William Sylvis was born in Armagh, Pennsylvania, United States, on November 26, 1828, the second son of Nicholas and Maria Mott Sylvis, native-born Americans of Irish extraction who each traced their American ancestry back to the pre-revolutionary period.
Education
He had 3 months of formal schooling; he was taught to read and write by his new employer.
Career
He became a secretary of a local union, was obligated to correspond with other locals. He was an iron molder by trade and as a young man held part ownership in a foundry. In 1852 he moved to Philadelphia, where he became secretary of the iron molders' union in 1857 and, 2 years later, helped organize the Iron Molders International Union.
Sylvis led a movement of workingmen opposed to war, but when the Civil War began, he helped to recruit for the army. In 1863, elected president of the Molders Union, Sylvis almost single-handedly built it into the most significant labor organization of its time. In 1862 he undertook the first nationwide organizational drive, personally traveling over 10, 000 miles. He built the union from 2, 000 members in 15 locals with a treasury of $1, 600 to 6, 000 members, 54 locals, and $25, 000.

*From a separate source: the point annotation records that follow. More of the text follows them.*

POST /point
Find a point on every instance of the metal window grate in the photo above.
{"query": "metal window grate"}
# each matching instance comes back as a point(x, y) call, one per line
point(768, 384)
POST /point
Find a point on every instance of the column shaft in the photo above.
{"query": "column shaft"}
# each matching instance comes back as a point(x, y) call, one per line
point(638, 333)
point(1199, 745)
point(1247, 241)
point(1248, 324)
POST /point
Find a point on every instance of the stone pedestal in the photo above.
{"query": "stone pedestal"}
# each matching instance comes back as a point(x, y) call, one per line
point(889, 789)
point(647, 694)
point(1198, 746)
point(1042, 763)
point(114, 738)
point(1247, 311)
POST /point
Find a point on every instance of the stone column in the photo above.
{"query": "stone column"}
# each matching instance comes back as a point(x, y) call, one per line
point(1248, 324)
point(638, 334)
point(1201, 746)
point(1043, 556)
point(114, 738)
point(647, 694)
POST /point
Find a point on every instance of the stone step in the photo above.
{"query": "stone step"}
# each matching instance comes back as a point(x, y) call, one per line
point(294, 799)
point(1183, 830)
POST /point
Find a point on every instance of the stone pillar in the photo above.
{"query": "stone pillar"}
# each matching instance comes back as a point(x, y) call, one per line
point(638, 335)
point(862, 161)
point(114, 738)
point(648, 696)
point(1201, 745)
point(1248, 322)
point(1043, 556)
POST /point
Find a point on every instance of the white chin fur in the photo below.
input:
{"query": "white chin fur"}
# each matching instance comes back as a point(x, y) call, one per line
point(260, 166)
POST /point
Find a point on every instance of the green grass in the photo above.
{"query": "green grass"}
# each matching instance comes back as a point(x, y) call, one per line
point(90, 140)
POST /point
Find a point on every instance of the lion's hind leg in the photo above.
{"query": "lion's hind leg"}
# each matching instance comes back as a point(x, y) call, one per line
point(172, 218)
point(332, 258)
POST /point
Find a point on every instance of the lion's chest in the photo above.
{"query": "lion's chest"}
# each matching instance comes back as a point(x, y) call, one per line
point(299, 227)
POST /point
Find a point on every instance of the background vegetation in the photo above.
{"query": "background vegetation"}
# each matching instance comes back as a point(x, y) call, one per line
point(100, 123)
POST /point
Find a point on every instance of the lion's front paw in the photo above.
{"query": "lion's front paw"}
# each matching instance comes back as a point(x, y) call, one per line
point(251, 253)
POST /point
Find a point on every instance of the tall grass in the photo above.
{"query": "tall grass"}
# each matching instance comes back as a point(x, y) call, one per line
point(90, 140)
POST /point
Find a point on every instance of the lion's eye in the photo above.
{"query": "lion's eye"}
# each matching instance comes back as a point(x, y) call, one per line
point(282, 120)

He insisted on centralized structure so that locals could not strike without national agreement, introduced a per capita tax to build up strike funds, issued union cards, and urged a closed shop where possible. Sylvis disliked strikes as representing too great a sacrifice but sanctioned them as a last resort. He also encouraged workers' cooperatives. He also advocated international labor cooperation and tried unsuccessfully to send a delegate to the Lausanne conference of the First International in 1867. In 1869 the NLU was represented at the annual meeting.
At the time of his death at the age of 41, he was urging the formation of a national Labor Reform party.
Achievements
Sylvis assisted in founding the National Labor Union (NLU), one of the first American union federations attempting to unite workers of various crafts into a single national organization, became its president. Besides, Sylvis is remembered as a founder of the Iron Molders' International Union. Sylvis also created the union's first national strike fund, generated by a compulsory tax upon the membership. Although the father of practical business unionism in the United States, he advocated numerous reform measures and independent political action.
Views
His chief interest remained unionism. "I love this Union cause, " he wrote, "I hold it more dear than I do my family or my life. I am willing to devote to it all that I am or have or hope for in this world. "
Sylvis had become an advocate of international organization of the working class through the vehicle of the International Workingmen's Association. He also declared that neither of the old political parties truly represented the interests of the working class and sought to transform the NLU into a workingmen's political party.
Personality
Sylvis had an excellent administrative abilities.
Connections
In 1851 the 23-year-old Sylvis married 15-year-old Amelia A. Thomas. The union ultimately produced three sons, who were named after contemporary heroes - Henry Clay Sylvis, Oliver Perry Sylvis, and Lewis Clark Sylvis. Following his wife's death in 1865, Sylvis remarried; he ultimately fathered a total of five children.